The orders that have trichotomy are called weak orders. Alternatively, orders that don’t have trichotomy are partial orders - they’re orders for which all of a < b, a == b, and a > b could be false (e.g. float, where b is NAN). If you want to learn more than you ever thought there was to know about orders, take some time to read foonathan’s series on mathematics behind comparison. There’s a lot of good info there.

The important point here is defining <= in terms of negated < is only valid for weak orders. But the majority of the standard library does make that assumption. We have blanket wording in [operators] that says this is how standard library types implement comparisons. vector<T> is one such type (the way I showed its implementation in the previous post matches the specification). I just want to make this abundantly clear that today, many standard library types (and algorithms) already assume particular semantics on their types comparisons. vector<T>’s comparisons require a weak ordering - they are incorrect for a partial ordering.

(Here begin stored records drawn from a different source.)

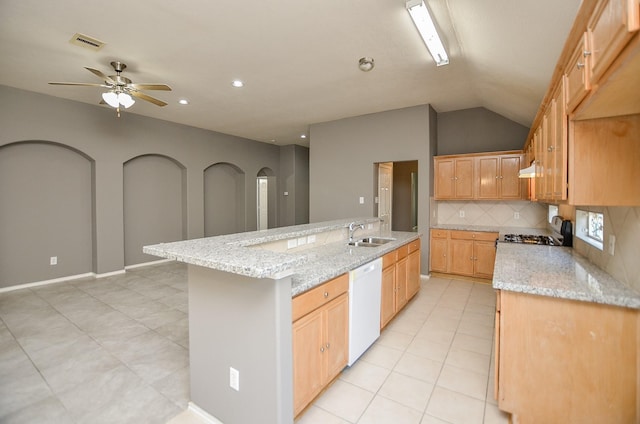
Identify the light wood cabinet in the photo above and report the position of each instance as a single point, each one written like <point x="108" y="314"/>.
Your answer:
<point x="320" y="336"/>
<point x="413" y="269"/>
<point x="566" y="361"/>
<point x="439" y="252"/>
<point x="498" y="177"/>
<point x="453" y="178"/>
<point x="612" y="25"/>
<point x="468" y="253"/>
<point x="400" y="279"/>
<point x="480" y="176"/>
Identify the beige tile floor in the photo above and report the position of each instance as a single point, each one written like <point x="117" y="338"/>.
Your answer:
<point x="115" y="350"/>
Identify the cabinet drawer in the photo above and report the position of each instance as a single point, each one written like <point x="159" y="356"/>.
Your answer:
<point x="403" y="251"/>
<point x="473" y="235"/>
<point x="439" y="233"/>
<point x="316" y="297"/>
<point x="414" y="245"/>
<point x="389" y="259"/>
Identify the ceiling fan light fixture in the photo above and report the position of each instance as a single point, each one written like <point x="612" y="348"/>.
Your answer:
<point x="427" y="29"/>
<point x="125" y="100"/>
<point x="111" y="98"/>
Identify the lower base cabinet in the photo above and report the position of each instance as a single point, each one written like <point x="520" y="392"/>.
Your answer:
<point x="320" y="339"/>
<point x="565" y="361"/>
<point x="468" y="253"/>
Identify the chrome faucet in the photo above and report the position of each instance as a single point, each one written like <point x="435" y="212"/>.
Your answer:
<point x="352" y="229"/>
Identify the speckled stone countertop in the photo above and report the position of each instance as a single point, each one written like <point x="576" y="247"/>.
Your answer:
<point x="558" y="272"/>
<point x="489" y="229"/>
<point x="241" y="254"/>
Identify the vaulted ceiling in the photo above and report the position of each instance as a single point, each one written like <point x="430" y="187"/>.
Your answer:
<point x="298" y="59"/>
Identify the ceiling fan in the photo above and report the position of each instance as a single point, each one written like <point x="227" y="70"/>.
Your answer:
<point x="121" y="90"/>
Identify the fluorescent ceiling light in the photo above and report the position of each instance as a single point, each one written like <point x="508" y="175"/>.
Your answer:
<point x="422" y="20"/>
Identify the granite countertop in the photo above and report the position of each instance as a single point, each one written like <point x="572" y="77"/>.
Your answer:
<point x="558" y="272"/>
<point x="491" y="229"/>
<point x="241" y="254"/>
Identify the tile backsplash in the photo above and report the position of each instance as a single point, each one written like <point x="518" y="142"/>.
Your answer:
<point x="490" y="213"/>
<point x="624" y="224"/>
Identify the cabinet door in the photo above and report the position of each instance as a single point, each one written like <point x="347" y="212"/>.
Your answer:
<point x="560" y="143"/>
<point x="484" y="258"/>
<point x="388" y="301"/>
<point x="578" y="75"/>
<point x="461" y="257"/>
<point x="612" y="25"/>
<point x="337" y="336"/>
<point x="308" y="375"/>
<point x="439" y="253"/>
<point x="510" y="184"/>
<point x="401" y="283"/>
<point x="488" y="175"/>
<point x="464" y="178"/>
<point x="444" y="178"/>
<point x="413" y="271"/>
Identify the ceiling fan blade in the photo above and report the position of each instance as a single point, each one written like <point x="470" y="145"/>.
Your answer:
<point x="85" y="84"/>
<point x="148" y="98"/>
<point x="163" y="87"/>
<point x="100" y="74"/>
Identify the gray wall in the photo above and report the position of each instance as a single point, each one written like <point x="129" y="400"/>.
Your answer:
<point x="294" y="179"/>
<point x="478" y="130"/>
<point x="70" y="203"/>
<point x="342" y="158"/>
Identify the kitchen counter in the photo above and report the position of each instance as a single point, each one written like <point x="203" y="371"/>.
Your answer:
<point x="491" y="229"/>
<point x="251" y="255"/>
<point x="558" y="272"/>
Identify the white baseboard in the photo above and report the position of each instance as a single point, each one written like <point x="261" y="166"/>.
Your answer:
<point x="204" y="415"/>
<point x="141" y="265"/>
<point x="46" y="282"/>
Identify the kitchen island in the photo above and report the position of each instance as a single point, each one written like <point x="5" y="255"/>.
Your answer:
<point x="567" y="338"/>
<point x="240" y="296"/>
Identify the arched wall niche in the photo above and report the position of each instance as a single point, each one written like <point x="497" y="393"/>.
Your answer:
<point x="154" y="204"/>
<point x="47" y="212"/>
<point x="224" y="199"/>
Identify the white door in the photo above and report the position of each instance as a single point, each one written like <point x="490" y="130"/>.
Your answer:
<point x="262" y="203"/>
<point x="385" y="194"/>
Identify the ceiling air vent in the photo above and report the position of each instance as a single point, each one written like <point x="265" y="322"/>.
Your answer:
<point x="86" y="42"/>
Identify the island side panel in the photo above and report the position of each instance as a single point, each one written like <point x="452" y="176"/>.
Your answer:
<point x="244" y="323"/>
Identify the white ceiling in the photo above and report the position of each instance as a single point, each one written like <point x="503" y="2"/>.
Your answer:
<point x="298" y="59"/>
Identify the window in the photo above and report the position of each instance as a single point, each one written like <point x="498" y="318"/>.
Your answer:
<point x="590" y="228"/>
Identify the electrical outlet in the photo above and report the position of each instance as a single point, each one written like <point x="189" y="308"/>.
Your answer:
<point x="612" y="244"/>
<point x="234" y="379"/>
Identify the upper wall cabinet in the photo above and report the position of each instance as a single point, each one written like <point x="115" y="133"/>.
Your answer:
<point x="482" y="176"/>
<point x="585" y="135"/>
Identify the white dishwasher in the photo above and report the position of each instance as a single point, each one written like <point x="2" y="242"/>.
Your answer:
<point x="365" y="287"/>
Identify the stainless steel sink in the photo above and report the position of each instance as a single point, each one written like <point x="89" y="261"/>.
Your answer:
<point x="370" y="242"/>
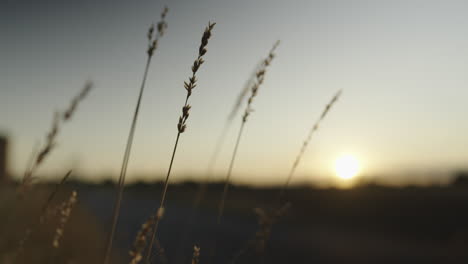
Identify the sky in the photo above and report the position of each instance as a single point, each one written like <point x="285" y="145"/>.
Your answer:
<point x="401" y="65"/>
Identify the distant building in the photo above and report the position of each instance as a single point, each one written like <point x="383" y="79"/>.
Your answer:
<point x="3" y="158"/>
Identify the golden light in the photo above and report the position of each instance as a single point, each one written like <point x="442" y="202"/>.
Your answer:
<point x="346" y="167"/>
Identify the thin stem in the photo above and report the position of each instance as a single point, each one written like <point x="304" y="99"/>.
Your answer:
<point x="163" y="196"/>
<point x="163" y="199"/>
<point x="123" y="170"/>
<point x="228" y="176"/>
<point x="306" y="142"/>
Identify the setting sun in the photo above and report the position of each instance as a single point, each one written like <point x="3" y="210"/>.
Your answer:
<point x="346" y="167"/>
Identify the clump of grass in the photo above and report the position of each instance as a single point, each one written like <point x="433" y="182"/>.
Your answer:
<point x="259" y="78"/>
<point x="65" y="211"/>
<point x="50" y="143"/>
<point x="44" y="214"/>
<point x="181" y="126"/>
<point x="214" y="156"/>
<point x="312" y="131"/>
<point x="153" y="40"/>
<point x="265" y="221"/>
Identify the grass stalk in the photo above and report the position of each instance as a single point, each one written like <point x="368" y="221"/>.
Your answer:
<point x="260" y="75"/>
<point x="181" y="127"/>
<point x="306" y="142"/>
<point x="152" y="45"/>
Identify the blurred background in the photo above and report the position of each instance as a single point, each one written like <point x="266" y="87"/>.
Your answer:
<point x="384" y="179"/>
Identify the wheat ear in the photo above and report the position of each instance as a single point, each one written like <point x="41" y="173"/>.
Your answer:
<point x="181" y="127"/>
<point x="153" y="40"/>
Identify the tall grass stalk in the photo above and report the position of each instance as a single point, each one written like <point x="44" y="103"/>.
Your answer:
<point x="259" y="77"/>
<point x="214" y="158"/>
<point x="312" y="131"/>
<point x="152" y="45"/>
<point x="38" y="157"/>
<point x="181" y="127"/>
<point x="42" y="217"/>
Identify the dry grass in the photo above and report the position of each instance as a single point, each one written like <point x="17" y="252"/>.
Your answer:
<point x="39" y="156"/>
<point x="181" y="127"/>
<point x="153" y="40"/>
<point x="306" y="142"/>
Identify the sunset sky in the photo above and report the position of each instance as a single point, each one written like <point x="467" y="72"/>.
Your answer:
<point x="402" y="66"/>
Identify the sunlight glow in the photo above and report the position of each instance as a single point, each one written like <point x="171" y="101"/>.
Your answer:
<point x="346" y="167"/>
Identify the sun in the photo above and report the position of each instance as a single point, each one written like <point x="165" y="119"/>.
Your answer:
<point x="347" y="167"/>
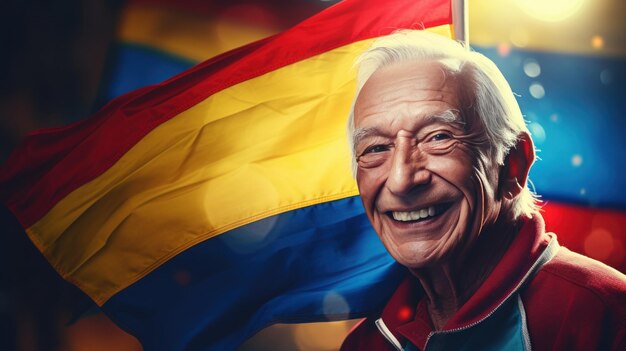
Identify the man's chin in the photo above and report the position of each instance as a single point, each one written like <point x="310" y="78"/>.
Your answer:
<point x="418" y="255"/>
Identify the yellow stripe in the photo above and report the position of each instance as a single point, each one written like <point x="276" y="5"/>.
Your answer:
<point x="193" y="36"/>
<point x="265" y="146"/>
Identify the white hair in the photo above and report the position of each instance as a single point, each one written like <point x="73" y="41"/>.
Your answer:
<point x="493" y="101"/>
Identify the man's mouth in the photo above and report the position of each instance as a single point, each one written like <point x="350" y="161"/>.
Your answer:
<point x="419" y="214"/>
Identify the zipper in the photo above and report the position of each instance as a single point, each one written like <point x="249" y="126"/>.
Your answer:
<point x="544" y="258"/>
<point x="387" y="334"/>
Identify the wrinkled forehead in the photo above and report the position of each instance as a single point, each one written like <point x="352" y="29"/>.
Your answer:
<point x="410" y="82"/>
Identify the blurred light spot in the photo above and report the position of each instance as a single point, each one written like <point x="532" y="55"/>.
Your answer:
<point x="519" y="37"/>
<point x="536" y="90"/>
<point x="504" y="49"/>
<point x="326" y="336"/>
<point x="606" y="77"/>
<point x="251" y="237"/>
<point x="405" y="313"/>
<point x="550" y="11"/>
<point x="599" y="244"/>
<point x="537" y="132"/>
<point x="335" y="306"/>
<point x="532" y="68"/>
<point x="597" y="42"/>
<point x="182" y="278"/>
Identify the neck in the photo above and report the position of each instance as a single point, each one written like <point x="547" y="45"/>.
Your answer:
<point x="448" y="286"/>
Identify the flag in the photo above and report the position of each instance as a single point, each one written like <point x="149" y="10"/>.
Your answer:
<point x="196" y="211"/>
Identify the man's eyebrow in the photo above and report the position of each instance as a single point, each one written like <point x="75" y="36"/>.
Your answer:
<point x="450" y="116"/>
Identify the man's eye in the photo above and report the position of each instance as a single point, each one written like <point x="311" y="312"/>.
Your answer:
<point x="375" y="149"/>
<point x="440" y="136"/>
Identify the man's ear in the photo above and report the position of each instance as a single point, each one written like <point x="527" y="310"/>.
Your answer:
<point x="514" y="172"/>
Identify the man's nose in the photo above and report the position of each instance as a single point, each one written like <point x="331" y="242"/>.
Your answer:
<point x="408" y="169"/>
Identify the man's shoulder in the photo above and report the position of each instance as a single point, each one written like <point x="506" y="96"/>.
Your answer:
<point x="575" y="302"/>
<point x="575" y="285"/>
<point x="365" y="336"/>
<point x="585" y="275"/>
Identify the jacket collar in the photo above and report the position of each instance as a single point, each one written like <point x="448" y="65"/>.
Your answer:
<point x="523" y="256"/>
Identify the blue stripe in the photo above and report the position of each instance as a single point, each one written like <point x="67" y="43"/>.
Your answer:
<point x="582" y="118"/>
<point x="135" y="66"/>
<point x="311" y="264"/>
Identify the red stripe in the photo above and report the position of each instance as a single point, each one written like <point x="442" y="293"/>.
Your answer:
<point x="50" y="164"/>
<point x="597" y="233"/>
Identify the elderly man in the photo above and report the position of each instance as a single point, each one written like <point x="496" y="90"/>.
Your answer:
<point x="442" y="156"/>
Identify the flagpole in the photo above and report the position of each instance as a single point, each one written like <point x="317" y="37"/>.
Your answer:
<point x="460" y="20"/>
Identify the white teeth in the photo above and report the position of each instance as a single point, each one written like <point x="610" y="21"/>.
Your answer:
<point x="413" y="215"/>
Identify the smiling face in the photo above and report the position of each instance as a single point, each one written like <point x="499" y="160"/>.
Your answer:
<point x="425" y="190"/>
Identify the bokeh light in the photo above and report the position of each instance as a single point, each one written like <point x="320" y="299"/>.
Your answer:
<point x="532" y="68"/>
<point x="599" y="244"/>
<point x="536" y="90"/>
<point x="597" y="42"/>
<point x="551" y="10"/>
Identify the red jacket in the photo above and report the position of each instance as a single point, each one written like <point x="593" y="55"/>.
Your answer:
<point x="540" y="295"/>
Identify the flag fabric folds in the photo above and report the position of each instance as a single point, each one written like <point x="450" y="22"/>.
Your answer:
<point x="196" y="211"/>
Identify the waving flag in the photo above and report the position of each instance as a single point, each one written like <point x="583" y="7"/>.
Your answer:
<point x="196" y="211"/>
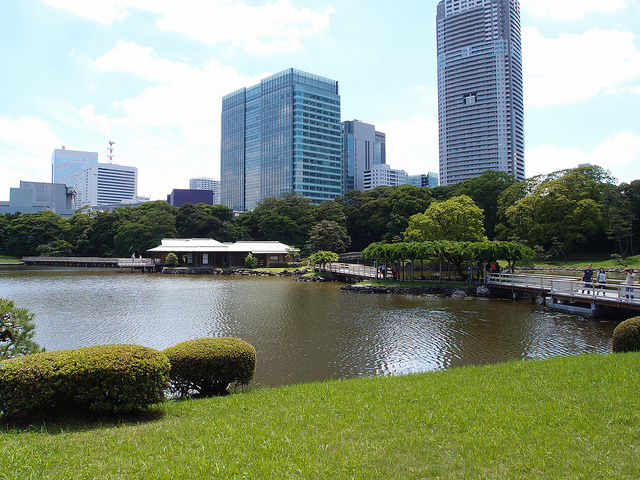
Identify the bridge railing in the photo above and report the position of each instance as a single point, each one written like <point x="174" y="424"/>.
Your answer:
<point x="570" y="286"/>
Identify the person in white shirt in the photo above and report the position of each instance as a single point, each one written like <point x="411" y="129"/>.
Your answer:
<point x="628" y="282"/>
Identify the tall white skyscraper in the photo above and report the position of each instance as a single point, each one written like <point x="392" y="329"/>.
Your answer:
<point x="206" y="184"/>
<point x="108" y="184"/>
<point x="480" y="101"/>
<point x="66" y="168"/>
<point x="362" y="150"/>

As we attempt to define spaceship for vector<T> unconditionally, we will continue to make this assumption. In a way, we are just continuing to make the same assumptions we’re already making - just more explicitly. We’ll say that for a type that provides <, but not <=>, we will assume that this is a weak ordering and have vector<T>::operator<=> return std::weak_ordering.

Always operator<=>, Take 1

The general structure of the solution will follow a fairly simple model: we need operator== (the same one we used in the last post), and we need an operator<=>. The spaceship operator will be implemented in terms of std::lexicographical_compare_3way() - we have this perfectly good algorithm, we should use it. The only thing we really have to figure out is what we actually use for the three-way predicate:

// same as we had before
template <Cpp17EqualityComparable T>
bool operator==(vector<T> const& lhs, vector<T> const& rhs) {
    return equal(lhs.begin(), lhs.end(),
                 rhs.begin(), rhs.end());
}

// we now only require <, not full <=>
template <Cpp17LessThanComparable T>
auto operator<=>(vector<T> const& lhs, vector<T> const& rhs) {
    return lexicographical_compare_3way(
        lhs.begin(), lhs.end(),
        rhs.begin(), rhs.end(),
        /* ???? */
        );
}

Now I said at the end of the last section that we will assume that T implements a weak ordering, and that that’s what we want to synthesize in case T doesn’t provide <=>. How do we do that?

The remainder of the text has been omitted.